Why do we do literacy workshops?

By Michele Krank | Categories: Reading

Recently, I joined in on a What are the essentials of Independent Work in Being a Reader? webinar and talked with educators across the country about Independent Work areas in the primary classroom. One of the resonating themes in this conversation was giving students real purpose, choice, and ownership of their work during this valuable independent time. As many a educator will do, I began questioning my own practice as the conversation came to a close.

Was I really providing my students with meaningful activities, or were they just engaging in busy work? Did my students know why they were doing what they were doing? Did I give them enough guidance for authentic reading and writing practice? Were they actually working while I pulled small groups, or were they just “faking me out”?
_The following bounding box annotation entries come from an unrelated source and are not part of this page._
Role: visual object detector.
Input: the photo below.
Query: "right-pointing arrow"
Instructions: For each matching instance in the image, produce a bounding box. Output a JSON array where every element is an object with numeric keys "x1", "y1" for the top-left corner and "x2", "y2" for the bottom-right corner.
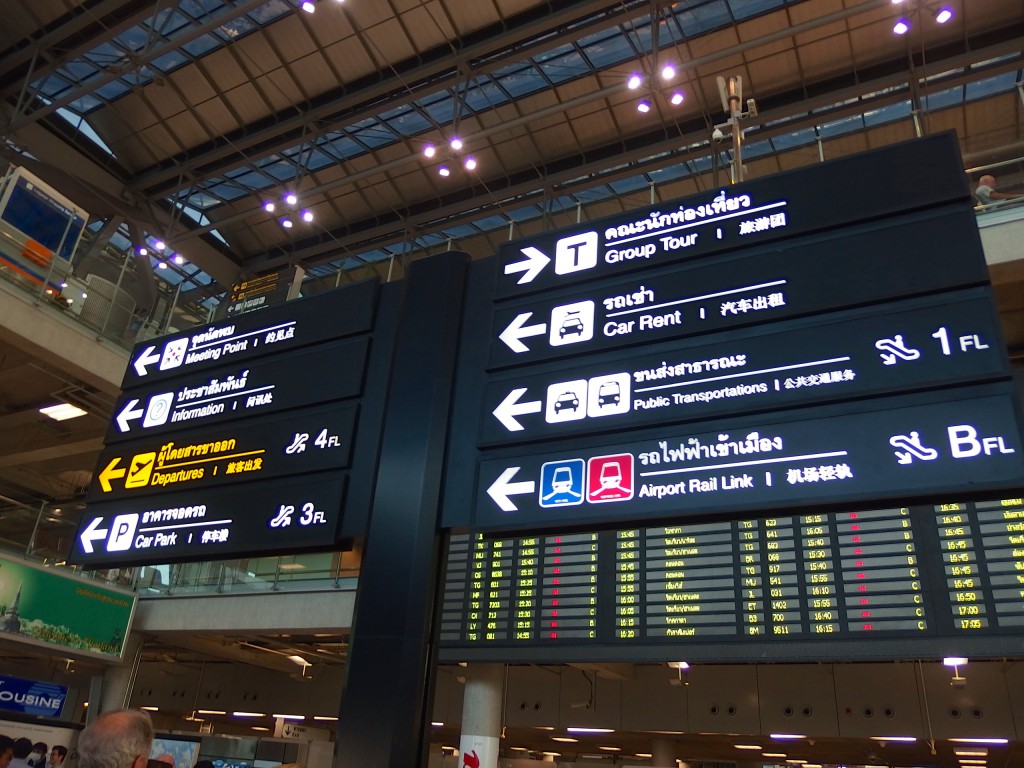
[
  {"x1": 81, "y1": 517, "x2": 108, "y2": 555},
  {"x1": 505, "y1": 246, "x2": 551, "y2": 286},
  {"x1": 487, "y1": 467, "x2": 537, "y2": 512},
  {"x1": 498, "y1": 312, "x2": 548, "y2": 353},
  {"x1": 492, "y1": 387, "x2": 542, "y2": 432},
  {"x1": 133, "y1": 346, "x2": 160, "y2": 376}
]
These questions swirled through my head all last night, and I awoke with a newfound purpose for today’s weekly Independent Work Check-in lesson. I began with a very simple question: Why do we do literacy workshops?

I held my breath and hoped for the best. A few students timidly raised their hands. I called on one student, and his response blew me away. To paraphrase, “we do workshops to get better at reading and writing and it makes our brains smarter.” The conversation continued, and I let out an audible sigh of relief. So I have taught them something this year. Each child who added to the conversation shared their own version of the first student’s statement. They most definitely know that workshops have an important purpose in their school day.
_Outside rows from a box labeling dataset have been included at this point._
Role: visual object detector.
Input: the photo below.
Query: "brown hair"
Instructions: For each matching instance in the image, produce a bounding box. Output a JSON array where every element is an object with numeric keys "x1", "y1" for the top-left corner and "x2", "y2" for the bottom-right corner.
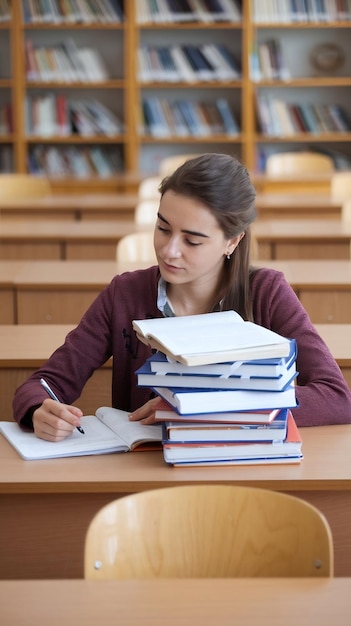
[{"x1": 159, "y1": 153, "x2": 256, "y2": 320}]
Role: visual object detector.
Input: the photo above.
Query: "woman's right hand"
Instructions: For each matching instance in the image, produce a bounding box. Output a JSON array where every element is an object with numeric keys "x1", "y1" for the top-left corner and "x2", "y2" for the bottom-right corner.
[{"x1": 33, "y1": 398, "x2": 83, "y2": 441}]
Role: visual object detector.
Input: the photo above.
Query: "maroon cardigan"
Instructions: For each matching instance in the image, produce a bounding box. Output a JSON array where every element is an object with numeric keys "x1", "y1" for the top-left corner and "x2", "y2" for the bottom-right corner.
[{"x1": 13, "y1": 266, "x2": 351, "y2": 427}]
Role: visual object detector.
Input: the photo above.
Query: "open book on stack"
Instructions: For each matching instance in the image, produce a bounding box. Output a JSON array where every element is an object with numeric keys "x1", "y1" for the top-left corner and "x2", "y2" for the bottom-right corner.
[{"x1": 133, "y1": 311, "x2": 302, "y2": 465}]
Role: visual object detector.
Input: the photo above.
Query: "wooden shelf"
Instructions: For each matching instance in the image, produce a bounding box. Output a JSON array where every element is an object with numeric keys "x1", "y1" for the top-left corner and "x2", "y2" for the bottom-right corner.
[{"x1": 0, "y1": 0, "x2": 351, "y2": 191}]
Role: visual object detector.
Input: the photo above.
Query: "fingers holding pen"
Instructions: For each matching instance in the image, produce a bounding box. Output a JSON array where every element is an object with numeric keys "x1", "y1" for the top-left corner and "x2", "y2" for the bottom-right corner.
[{"x1": 33, "y1": 398, "x2": 83, "y2": 441}]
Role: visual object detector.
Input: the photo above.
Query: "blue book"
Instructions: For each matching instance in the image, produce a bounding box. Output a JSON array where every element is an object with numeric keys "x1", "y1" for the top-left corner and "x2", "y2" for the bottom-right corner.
[
  {"x1": 136, "y1": 360, "x2": 297, "y2": 391},
  {"x1": 153, "y1": 385, "x2": 298, "y2": 415},
  {"x1": 162, "y1": 409, "x2": 289, "y2": 443},
  {"x1": 148, "y1": 339, "x2": 297, "y2": 378}
]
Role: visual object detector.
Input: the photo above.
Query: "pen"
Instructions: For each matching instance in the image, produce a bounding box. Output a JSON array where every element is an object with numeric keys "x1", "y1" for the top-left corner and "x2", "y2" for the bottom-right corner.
[{"x1": 40, "y1": 378, "x2": 85, "y2": 435}]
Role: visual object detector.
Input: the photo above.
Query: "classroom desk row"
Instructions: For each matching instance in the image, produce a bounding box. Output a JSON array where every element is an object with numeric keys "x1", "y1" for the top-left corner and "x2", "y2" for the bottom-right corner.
[
  {"x1": 0, "y1": 192, "x2": 342, "y2": 221},
  {"x1": 0, "y1": 578, "x2": 351, "y2": 626},
  {"x1": 0, "y1": 219, "x2": 351, "y2": 260},
  {"x1": 0, "y1": 260, "x2": 351, "y2": 324},
  {"x1": 0, "y1": 425, "x2": 351, "y2": 576},
  {"x1": 0, "y1": 324, "x2": 351, "y2": 420}
]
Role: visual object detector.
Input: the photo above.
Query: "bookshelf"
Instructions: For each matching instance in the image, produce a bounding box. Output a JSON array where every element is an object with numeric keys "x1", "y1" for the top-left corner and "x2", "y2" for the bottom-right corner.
[{"x1": 0, "y1": 0, "x2": 351, "y2": 192}]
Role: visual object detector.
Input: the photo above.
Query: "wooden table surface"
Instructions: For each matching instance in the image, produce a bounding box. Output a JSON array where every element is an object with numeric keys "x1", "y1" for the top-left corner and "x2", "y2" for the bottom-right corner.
[
  {"x1": 0, "y1": 259, "x2": 351, "y2": 324},
  {"x1": 0, "y1": 578, "x2": 351, "y2": 626}
]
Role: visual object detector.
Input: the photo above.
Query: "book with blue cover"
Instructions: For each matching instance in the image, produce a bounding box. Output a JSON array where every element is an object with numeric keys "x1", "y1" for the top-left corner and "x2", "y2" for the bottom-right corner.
[
  {"x1": 162, "y1": 409, "x2": 289, "y2": 444},
  {"x1": 153, "y1": 385, "x2": 298, "y2": 415},
  {"x1": 136, "y1": 361, "x2": 297, "y2": 391}
]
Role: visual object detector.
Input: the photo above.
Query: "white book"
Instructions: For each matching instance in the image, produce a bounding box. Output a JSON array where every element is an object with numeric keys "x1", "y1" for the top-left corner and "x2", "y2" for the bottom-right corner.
[
  {"x1": 62, "y1": 37, "x2": 88, "y2": 81},
  {"x1": 148, "y1": 340, "x2": 297, "y2": 378},
  {"x1": 133, "y1": 311, "x2": 290, "y2": 365},
  {"x1": 0, "y1": 406, "x2": 162, "y2": 461},
  {"x1": 170, "y1": 45, "x2": 198, "y2": 83},
  {"x1": 163, "y1": 413, "x2": 302, "y2": 463},
  {"x1": 78, "y1": 47, "x2": 109, "y2": 82}
]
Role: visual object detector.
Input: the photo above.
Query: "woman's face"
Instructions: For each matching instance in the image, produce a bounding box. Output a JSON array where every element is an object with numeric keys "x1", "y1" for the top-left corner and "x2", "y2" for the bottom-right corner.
[{"x1": 154, "y1": 191, "x2": 241, "y2": 285}]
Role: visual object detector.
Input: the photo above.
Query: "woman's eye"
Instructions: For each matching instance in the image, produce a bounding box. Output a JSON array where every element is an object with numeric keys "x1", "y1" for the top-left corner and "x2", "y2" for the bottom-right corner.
[{"x1": 157, "y1": 224, "x2": 169, "y2": 233}]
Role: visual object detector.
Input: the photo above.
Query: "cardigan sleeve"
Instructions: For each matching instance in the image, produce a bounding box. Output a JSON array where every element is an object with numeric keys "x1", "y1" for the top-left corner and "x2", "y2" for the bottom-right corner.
[{"x1": 252, "y1": 269, "x2": 351, "y2": 426}]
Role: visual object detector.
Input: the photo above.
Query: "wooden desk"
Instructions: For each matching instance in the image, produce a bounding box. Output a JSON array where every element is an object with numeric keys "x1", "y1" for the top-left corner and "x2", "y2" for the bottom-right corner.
[
  {"x1": 250, "y1": 172, "x2": 332, "y2": 195},
  {"x1": 256, "y1": 191, "x2": 342, "y2": 220},
  {"x1": 0, "y1": 219, "x2": 351, "y2": 260},
  {"x1": 252, "y1": 219, "x2": 351, "y2": 260},
  {"x1": 0, "y1": 220, "x2": 140, "y2": 260},
  {"x1": 0, "y1": 324, "x2": 351, "y2": 420},
  {"x1": 0, "y1": 261, "x2": 23, "y2": 324},
  {"x1": 0, "y1": 578, "x2": 351, "y2": 626},
  {"x1": 0, "y1": 324, "x2": 112, "y2": 419},
  {"x1": 0, "y1": 193, "x2": 138, "y2": 220},
  {"x1": 0, "y1": 191, "x2": 341, "y2": 221},
  {"x1": 6, "y1": 260, "x2": 351, "y2": 324},
  {"x1": 0, "y1": 324, "x2": 351, "y2": 420},
  {"x1": 0, "y1": 425, "x2": 351, "y2": 579}
]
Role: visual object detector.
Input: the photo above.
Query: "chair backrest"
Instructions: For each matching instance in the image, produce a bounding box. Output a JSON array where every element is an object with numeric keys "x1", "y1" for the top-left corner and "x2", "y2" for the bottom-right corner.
[
  {"x1": 330, "y1": 171, "x2": 351, "y2": 200},
  {"x1": 0, "y1": 174, "x2": 52, "y2": 199},
  {"x1": 158, "y1": 154, "x2": 199, "y2": 178},
  {"x1": 341, "y1": 196, "x2": 351, "y2": 222},
  {"x1": 138, "y1": 176, "x2": 162, "y2": 200},
  {"x1": 134, "y1": 198, "x2": 160, "y2": 226},
  {"x1": 84, "y1": 485, "x2": 333, "y2": 580},
  {"x1": 266, "y1": 151, "x2": 334, "y2": 176},
  {"x1": 116, "y1": 230, "x2": 156, "y2": 265}
]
We continued our check-in with a class discussion about the ways each of the independent work areas prepares them to get better at reading and writing. I modeled using a sight word dictionary to select “just right” sight words to practice. We talked about some off-task behaviors that had arisen at the word work area recently. One of my students excitedly raised her hand and parroted back a familiar phrase of mine: “It’s word work, not word play, Ms. Krank. We should be working while we are there.” I had to smile; they’d been listening all along!In thirteen years of teaching, I have never failed to have the beginning-of-year freak out, the middle-of-year freak out, or the end-of-year freak-out. However, today showed me that we need to shift our focus. Celebrate what we have accomplished with these tiny human beings, because they have learned…and they have learned so much!
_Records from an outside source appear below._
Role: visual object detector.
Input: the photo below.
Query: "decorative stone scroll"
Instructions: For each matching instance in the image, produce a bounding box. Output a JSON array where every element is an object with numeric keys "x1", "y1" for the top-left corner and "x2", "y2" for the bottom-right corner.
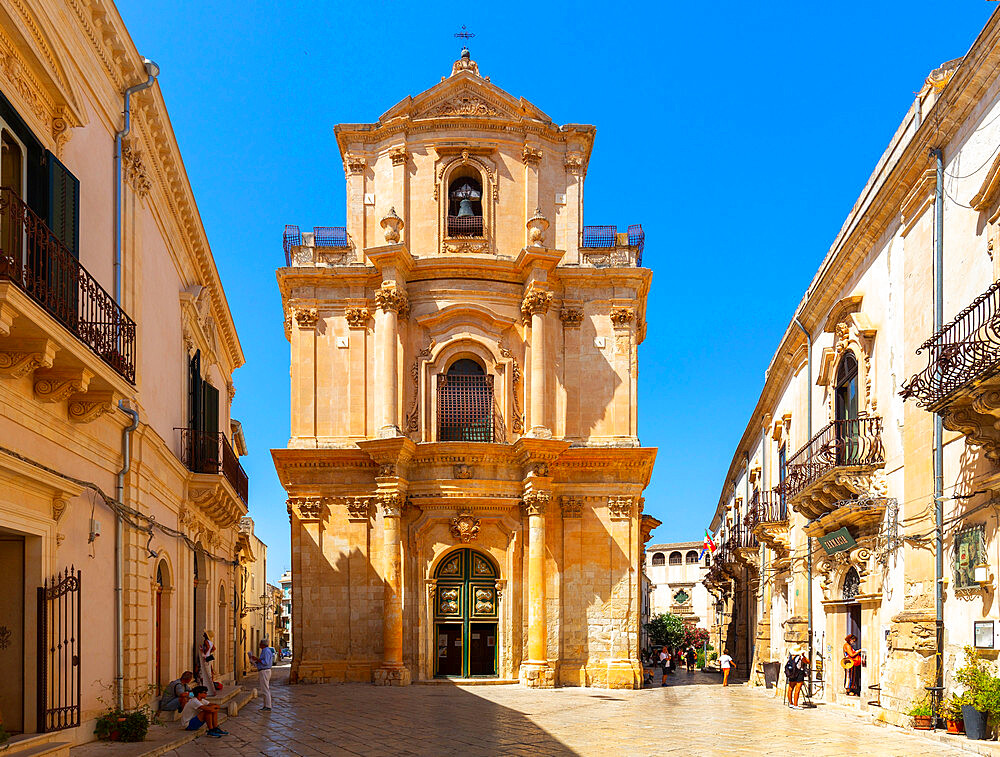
[
  {"x1": 375, "y1": 281, "x2": 410, "y2": 318},
  {"x1": 521, "y1": 491, "x2": 552, "y2": 516},
  {"x1": 608, "y1": 497, "x2": 635, "y2": 520},
  {"x1": 521, "y1": 289, "x2": 552, "y2": 316},
  {"x1": 451, "y1": 510, "x2": 480, "y2": 544}
]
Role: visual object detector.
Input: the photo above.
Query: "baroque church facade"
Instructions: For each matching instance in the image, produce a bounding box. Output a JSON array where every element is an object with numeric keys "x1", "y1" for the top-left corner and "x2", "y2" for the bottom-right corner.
[{"x1": 272, "y1": 50, "x2": 656, "y2": 688}]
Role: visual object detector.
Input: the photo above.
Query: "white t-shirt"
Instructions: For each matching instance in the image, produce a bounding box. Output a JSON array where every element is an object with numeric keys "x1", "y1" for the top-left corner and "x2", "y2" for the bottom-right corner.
[{"x1": 181, "y1": 697, "x2": 207, "y2": 728}]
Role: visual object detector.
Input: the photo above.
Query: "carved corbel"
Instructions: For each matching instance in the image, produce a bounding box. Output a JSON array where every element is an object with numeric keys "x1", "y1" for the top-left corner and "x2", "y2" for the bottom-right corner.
[
  {"x1": 35, "y1": 368, "x2": 94, "y2": 402},
  {"x1": 67, "y1": 391, "x2": 120, "y2": 423}
]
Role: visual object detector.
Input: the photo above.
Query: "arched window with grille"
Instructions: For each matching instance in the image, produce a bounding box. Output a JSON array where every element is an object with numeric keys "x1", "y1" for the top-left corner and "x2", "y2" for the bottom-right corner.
[{"x1": 438, "y1": 358, "x2": 505, "y2": 442}]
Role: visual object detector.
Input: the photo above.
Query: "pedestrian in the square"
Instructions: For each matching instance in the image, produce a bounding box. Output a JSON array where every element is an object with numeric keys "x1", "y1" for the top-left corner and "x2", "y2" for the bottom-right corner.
[
  {"x1": 160, "y1": 670, "x2": 194, "y2": 712},
  {"x1": 247, "y1": 639, "x2": 274, "y2": 712},
  {"x1": 198, "y1": 628, "x2": 215, "y2": 691},
  {"x1": 719, "y1": 647, "x2": 733, "y2": 686},
  {"x1": 785, "y1": 644, "x2": 809, "y2": 710},
  {"x1": 181, "y1": 686, "x2": 229, "y2": 739}
]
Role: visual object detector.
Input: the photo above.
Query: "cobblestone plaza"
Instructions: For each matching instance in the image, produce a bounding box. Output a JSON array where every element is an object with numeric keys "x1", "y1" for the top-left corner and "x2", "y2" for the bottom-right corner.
[{"x1": 156, "y1": 668, "x2": 968, "y2": 757}]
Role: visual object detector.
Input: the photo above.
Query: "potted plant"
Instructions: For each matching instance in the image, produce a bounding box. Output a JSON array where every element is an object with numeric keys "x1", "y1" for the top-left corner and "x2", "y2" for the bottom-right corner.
[
  {"x1": 941, "y1": 694, "x2": 965, "y2": 733},
  {"x1": 906, "y1": 697, "x2": 934, "y2": 731},
  {"x1": 954, "y1": 646, "x2": 1000, "y2": 740}
]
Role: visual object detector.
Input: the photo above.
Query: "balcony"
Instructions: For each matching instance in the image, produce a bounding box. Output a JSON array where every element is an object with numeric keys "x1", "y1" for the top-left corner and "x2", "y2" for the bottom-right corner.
[
  {"x1": 747, "y1": 489, "x2": 789, "y2": 555},
  {"x1": 579, "y1": 224, "x2": 646, "y2": 268},
  {"x1": 448, "y1": 216, "x2": 483, "y2": 239},
  {"x1": 281, "y1": 224, "x2": 358, "y2": 267},
  {"x1": 437, "y1": 373, "x2": 507, "y2": 444},
  {"x1": 0, "y1": 188, "x2": 135, "y2": 384},
  {"x1": 174, "y1": 428, "x2": 249, "y2": 528},
  {"x1": 779, "y1": 416, "x2": 885, "y2": 519},
  {"x1": 900, "y1": 281, "x2": 1000, "y2": 461}
]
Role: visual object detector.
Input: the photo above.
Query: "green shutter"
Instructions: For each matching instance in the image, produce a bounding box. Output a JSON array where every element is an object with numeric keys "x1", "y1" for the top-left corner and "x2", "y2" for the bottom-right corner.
[{"x1": 46, "y1": 152, "x2": 80, "y2": 259}]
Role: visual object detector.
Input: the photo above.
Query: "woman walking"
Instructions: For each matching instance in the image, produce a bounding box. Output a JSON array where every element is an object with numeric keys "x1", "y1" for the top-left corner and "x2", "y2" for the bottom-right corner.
[
  {"x1": 719, "y1": 648, "x2": 733, "y2": 686},
  {"x1": 198, "y1": 628, "x2": 215, "y2": 692}
]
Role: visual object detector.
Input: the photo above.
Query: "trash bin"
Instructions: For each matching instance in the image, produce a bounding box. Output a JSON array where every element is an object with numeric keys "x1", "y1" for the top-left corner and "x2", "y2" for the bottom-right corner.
[{"x1": 764, "y1": 662, "x2": 781, "y2": 689}]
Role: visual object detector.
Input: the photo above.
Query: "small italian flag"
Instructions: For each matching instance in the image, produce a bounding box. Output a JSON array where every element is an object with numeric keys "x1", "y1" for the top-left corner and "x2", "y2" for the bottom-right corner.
[{"x1": 698, "y1": 528, "x2": 718, "y2": 560}]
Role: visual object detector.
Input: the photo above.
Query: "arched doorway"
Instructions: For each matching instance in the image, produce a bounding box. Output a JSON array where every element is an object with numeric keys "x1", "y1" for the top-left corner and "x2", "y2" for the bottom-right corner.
[{"x1": 434, "y1": 548, "x2": 500, "y2": 678}]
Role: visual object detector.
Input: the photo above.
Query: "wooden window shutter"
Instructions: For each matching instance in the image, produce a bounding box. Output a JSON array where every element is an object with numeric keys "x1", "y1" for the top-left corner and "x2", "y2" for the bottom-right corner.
[{"x1": 45, "y1": 152, "x2": 80, "y2": 259}]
Our students are sponges for our words and actions. They rise to meet our expectations every single day, and they are eager to learn and practice new things. We just have to find the time and space to give them the gift of independent practice. I am thankful to the Being a Reader program for building in this time for students. I wasn’t sure what difference I would see with my students during this first year of implementation Today showed me that Being a Reader has made all the difference in the world. These students own their learning, and they are proud of it!